Sunday, July 24, 2022

the privilege of enjoying a job.

I am having a ton of fun at the "new" job (if that still applies after ten weeks or so). Having a boss hire me to do what I'm best at is just magical. And unlike the last job, I haven't had to convince anyone that we actually should all be communicating and cooperating; I get to skip the much more fun step of interpersonal work. Busy people, and engineers, are rightfully leery of meetings.

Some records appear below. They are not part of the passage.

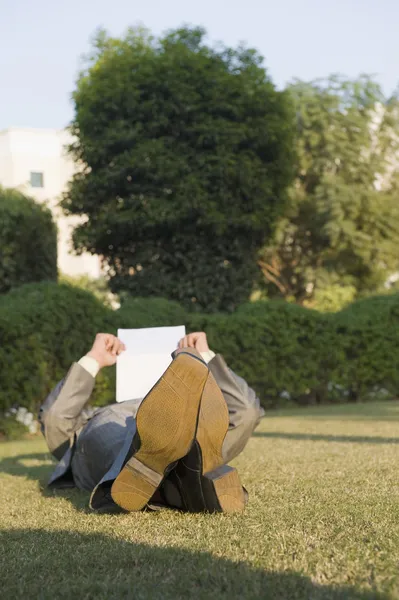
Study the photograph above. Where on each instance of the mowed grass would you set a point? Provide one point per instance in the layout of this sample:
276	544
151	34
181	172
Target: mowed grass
322	522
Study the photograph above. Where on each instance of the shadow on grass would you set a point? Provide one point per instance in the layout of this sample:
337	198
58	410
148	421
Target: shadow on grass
348	411
39	467
64	564
316	437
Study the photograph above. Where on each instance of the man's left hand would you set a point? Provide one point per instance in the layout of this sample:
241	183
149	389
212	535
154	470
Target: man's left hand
195	340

I don't enjoy wasteful meetings any more than the next person. For this project, I make small meetings and mark everyone optional; sometimes there's a planned agenda, sometimes not, but right now there's such a communication debt that it almost doesn't matter who shows up, because there will be something that will benefit. And, of course, if it's not useful, we should all ditch it and go for a walk, or refill our coffee.

Since I joined, the Giant Company-Wide Project has gone from "stalled for several months" to "making headway and shipping in the foreseeable future," which I am more than happy to take credit for. An even broader scope beckons, involving more teams and projects and features, and expanding further into the future. My local scope—my team and surrounding environs—so far looks like nobody is trying to do anything demonstrably insane, so I can look up and find the people who would like to do something demonstrably insane, and probably would, if I didn't work there.

I live with a certain amount of anxiety about having to get a "real" job someday, by which I get I mean physical; I'm not sure how well my current skillset of keeping people organized and talking would transfer outside the realm of modern knowledge work.

I'm still working remote, of course, as I have since 2014, and has turned out to be a gift for all of us here, since it's nice to see each other so much, I'm around to pick up some kid-related stuff, and then it turns out I have always loathed offices, finding them acutely anxiety-provoking, and every inch toward open-plan setups has been one more inch of deadened productivity.